In this context, the trend toward disarmament may be interpreted less as a decline in Iran’s regional influence and more as a pragmatic arrangement to facilitate the formation of a new government. Through this transformation, some actors who had been excluded from governmental processes by Washington on the grounds that they were armed may become able to participate in the political process. The process appears to aim not at the dissolution of the Hashd al-Shaabi, but at a clearer definition of its legal status and areas of responsibility. However, the draft law on this matter currently before parliament has not yet been enacted due to internal political disagreements and U.S. pressure.
Relations between Iraq and the United States contain a structural dependency due to the economic and institutional framework established in the post-2003 period. This system, which extends from oil revenues to banking oversight, provides the U.S. with a significant sphere of influence. At the same time, Iraq’s trade relations with Iran—especially in the field of energy—continue to be indispensable for the functioning of the national economy.

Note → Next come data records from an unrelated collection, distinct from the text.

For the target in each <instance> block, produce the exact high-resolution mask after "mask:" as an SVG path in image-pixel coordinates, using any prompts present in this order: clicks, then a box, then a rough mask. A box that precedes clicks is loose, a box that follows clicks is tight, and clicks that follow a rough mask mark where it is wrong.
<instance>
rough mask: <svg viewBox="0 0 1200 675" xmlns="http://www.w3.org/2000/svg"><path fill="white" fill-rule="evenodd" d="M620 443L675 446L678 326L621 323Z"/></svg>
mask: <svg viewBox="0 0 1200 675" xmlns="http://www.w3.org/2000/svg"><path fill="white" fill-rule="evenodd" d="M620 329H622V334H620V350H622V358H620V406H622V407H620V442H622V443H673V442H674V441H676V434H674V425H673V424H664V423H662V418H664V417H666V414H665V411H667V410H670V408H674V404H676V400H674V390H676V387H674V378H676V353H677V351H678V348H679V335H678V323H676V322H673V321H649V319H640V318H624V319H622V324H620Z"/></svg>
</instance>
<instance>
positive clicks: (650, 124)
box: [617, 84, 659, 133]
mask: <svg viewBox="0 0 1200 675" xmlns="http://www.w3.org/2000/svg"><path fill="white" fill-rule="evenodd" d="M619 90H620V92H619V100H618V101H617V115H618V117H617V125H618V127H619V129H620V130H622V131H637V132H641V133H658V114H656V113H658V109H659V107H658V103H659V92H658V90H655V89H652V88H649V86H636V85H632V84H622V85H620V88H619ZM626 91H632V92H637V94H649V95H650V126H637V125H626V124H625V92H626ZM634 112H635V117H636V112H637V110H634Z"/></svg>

In conclusion, in the aftermath of the 2025 elections, Iraq has entered a more opaque yet more intense phase of U.S.–Iran rivalry. The politicization of armed actors is transforming the form of the conflict rather than eliminating it. In the short and medium term, Iran’s influence in Iraq is likely to continue more through political and bureaucratic channels than military instruments. Nevertheless, any miscalculation by either side has the potential to drag Iraq back into open conflict dynamics. For this reason, the current process should be evaluated as a transitional period that contains fragility as much as it promises stability.